Studies have shown that chewing sugarless gum for just twenty minutes after eating can reduce tooth decay. It's all thanks to the increase of saliva in your mouth caused by chewing the gum. Saliva is extremely beneficial to oral health - clearing out food remnants and other debris, neutralizing acids to help prevent erosion of the tooth enamel, and getting rid of bacteria to prevent tooth decay. Saliva also contains nutrients like calcium, fluoride, and phosphates that strengthen tooth enamel. Without adequate saliva flow, you're at risk for numerous oral health problems like tooth decay, gum disease, and other infections.
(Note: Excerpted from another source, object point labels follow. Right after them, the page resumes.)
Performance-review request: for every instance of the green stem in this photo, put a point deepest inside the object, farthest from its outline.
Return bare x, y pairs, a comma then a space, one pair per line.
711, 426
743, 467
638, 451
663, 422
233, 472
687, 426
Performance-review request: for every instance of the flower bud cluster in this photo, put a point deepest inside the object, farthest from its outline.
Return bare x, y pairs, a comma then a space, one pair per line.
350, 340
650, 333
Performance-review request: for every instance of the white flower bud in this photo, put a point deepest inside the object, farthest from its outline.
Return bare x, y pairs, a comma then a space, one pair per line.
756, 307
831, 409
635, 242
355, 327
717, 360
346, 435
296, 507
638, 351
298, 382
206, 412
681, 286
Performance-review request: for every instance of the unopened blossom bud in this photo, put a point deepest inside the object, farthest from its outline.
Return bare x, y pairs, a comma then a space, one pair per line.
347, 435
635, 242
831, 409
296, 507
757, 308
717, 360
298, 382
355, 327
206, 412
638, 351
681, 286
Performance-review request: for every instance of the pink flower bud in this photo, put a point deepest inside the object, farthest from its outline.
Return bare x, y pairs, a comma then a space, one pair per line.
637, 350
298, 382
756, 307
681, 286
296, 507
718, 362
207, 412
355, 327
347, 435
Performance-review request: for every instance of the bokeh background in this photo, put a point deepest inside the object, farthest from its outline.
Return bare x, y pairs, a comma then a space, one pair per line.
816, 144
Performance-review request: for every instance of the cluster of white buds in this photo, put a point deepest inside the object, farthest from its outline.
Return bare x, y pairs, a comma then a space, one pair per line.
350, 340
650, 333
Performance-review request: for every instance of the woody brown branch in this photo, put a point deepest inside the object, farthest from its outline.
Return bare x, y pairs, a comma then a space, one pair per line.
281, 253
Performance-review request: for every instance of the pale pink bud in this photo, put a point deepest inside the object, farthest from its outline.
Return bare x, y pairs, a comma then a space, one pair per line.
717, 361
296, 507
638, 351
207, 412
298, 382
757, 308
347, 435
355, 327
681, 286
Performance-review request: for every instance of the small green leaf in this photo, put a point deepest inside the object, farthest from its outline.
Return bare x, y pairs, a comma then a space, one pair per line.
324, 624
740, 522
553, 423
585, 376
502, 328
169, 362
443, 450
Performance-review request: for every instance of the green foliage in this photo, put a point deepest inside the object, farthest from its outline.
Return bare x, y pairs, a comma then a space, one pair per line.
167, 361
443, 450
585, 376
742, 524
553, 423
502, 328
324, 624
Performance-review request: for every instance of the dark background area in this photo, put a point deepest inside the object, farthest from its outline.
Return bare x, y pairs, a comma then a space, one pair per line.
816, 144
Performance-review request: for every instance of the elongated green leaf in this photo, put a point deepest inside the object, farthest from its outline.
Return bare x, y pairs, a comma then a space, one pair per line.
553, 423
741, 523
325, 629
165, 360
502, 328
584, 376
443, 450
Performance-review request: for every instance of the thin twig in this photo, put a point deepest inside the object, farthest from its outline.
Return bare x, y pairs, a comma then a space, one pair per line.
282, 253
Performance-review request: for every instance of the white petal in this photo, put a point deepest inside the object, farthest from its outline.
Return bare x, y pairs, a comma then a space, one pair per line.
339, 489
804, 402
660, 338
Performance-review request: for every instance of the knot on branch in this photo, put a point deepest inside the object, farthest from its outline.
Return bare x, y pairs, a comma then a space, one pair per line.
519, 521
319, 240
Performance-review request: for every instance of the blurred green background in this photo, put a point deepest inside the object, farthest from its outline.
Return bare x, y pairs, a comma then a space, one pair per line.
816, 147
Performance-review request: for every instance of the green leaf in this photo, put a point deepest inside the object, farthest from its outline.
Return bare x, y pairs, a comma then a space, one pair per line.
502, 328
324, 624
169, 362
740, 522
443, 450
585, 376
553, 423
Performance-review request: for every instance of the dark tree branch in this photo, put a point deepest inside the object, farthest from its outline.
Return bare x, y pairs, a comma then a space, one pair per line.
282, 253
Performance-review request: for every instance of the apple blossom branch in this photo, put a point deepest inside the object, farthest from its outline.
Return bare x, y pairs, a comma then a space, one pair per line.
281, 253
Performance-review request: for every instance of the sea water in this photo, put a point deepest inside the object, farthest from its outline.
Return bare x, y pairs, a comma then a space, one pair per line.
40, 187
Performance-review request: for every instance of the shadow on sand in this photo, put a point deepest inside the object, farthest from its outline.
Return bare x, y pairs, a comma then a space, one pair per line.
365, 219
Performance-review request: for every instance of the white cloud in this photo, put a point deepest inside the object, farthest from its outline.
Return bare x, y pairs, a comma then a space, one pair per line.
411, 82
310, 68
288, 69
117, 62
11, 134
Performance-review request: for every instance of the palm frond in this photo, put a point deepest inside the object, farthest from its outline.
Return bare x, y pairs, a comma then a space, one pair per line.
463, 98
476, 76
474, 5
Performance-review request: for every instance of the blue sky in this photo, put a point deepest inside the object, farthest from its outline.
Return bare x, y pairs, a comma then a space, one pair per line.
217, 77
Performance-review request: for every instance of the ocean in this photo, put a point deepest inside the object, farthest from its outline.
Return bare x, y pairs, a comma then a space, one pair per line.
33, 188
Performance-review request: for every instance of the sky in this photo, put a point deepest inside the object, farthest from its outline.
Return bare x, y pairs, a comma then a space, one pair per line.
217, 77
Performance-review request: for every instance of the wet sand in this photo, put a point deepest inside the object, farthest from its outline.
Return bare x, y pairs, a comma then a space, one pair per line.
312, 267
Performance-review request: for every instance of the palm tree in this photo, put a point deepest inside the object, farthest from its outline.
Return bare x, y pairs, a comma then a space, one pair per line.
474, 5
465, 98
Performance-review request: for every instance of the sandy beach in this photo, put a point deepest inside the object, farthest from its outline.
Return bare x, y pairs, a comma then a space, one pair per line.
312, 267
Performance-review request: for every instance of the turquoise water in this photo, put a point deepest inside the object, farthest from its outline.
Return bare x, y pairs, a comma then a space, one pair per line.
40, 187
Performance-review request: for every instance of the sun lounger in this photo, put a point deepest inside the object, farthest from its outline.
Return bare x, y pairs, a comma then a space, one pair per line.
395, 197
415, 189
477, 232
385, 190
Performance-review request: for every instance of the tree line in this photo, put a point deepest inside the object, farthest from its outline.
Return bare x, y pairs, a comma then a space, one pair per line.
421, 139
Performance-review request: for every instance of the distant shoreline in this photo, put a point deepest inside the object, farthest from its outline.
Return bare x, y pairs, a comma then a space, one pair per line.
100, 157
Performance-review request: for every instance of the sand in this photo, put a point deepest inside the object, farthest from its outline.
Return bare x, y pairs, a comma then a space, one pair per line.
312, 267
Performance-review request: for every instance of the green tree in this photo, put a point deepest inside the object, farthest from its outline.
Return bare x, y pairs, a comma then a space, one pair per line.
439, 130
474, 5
Chewing is the number one way to increase saliva flow. That's where chewing gum comes in. As you chew gum, you continually make a chewing motion, producing more and more saliva with every chomp. However, in order to see any benefits of saliva production, you'll need to stick with a sugarless gum. While it is true that chewing regular gum will increase saliva flow, the sugar present in it causes the bacteria and acids that lead to tooth decay to develop in the mouth, quickly negating any positive effects of the gum. Instead, choose gum sweetened by "fake" sweeteners such as xylitol or sorbitol that don't cause cavities.

Chewing gum shouldn't replace regular brushing, flossing, and dental checkups. Rather, it should be used as a supplement to these practices. If you're already a gum addict, stick to sugarless and reap the oral health rewards.